Complex tools with many parameters or behaviors need more documentation. Simple tools need less. This dimension scales expectations accordingly.

Parameters4/5

Does the description clarify parameter syntax, constraints, interactions, or defaults beyond what the schema provides?

The tool has 0 parameters with 100% schema description coverage, so the baseline would be 3. The description adds value by explaining that no parameters are needed because it automatically checks both local and registry versions, providing context beyond the empty schema.

Input schemas describe structure but not intent. Descriptions should explain non-obvious parameter relationships and valid value ranges.

Purpose5/5

Does the description clearly state what the tool does and how it differs from similar tools?
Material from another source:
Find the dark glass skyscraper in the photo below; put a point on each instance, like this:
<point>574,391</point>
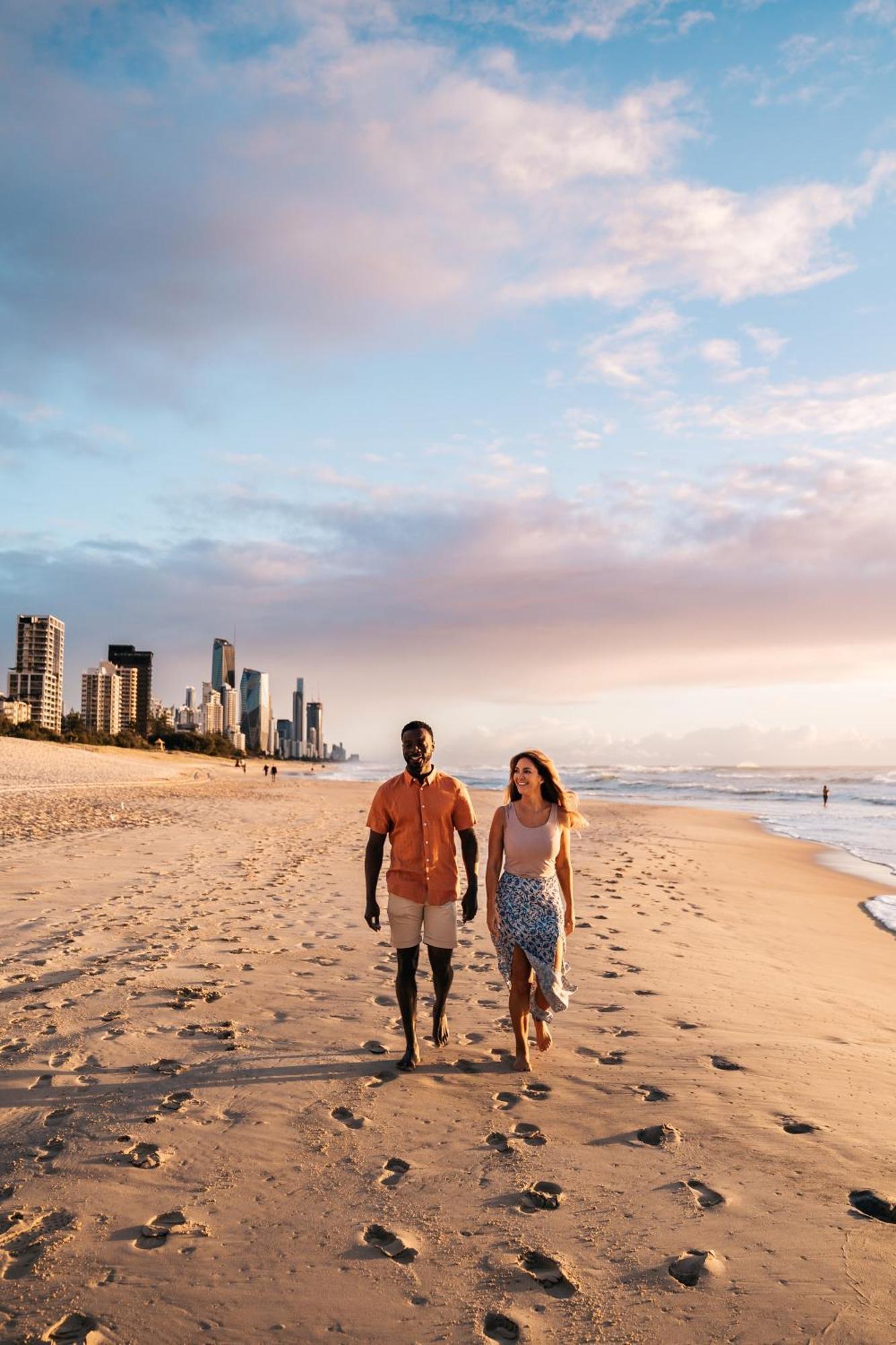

The description clearly states the specific verb ('Get') and resource ('current MCP server version and update availability'), distinguishing it from sibling tools like 'health_check' or 'status' by focusing on version information rather than operational status. It explicitly mentions checking against NPM registry, which further clarifies its unique purpose.

Agents choose between tools based on descriptions. A clear purpose with a specific verb and resource helps agents select the right tool.

Usage Guidelines5/5

Does the description explain when to use this tool, when not to, or what alternatives exist?

The description explicitly states when to use this tool ('to verify you have latest features and bug fixes') and provides a clear alternative action ('Suggests npm update command if outdated'), giving the agent direct guidance on usage context and next steps based on the output.

Agents often have multiple tools that could apply. Explicit usage guidance like "use X instead of Y when Z" prevents misuse.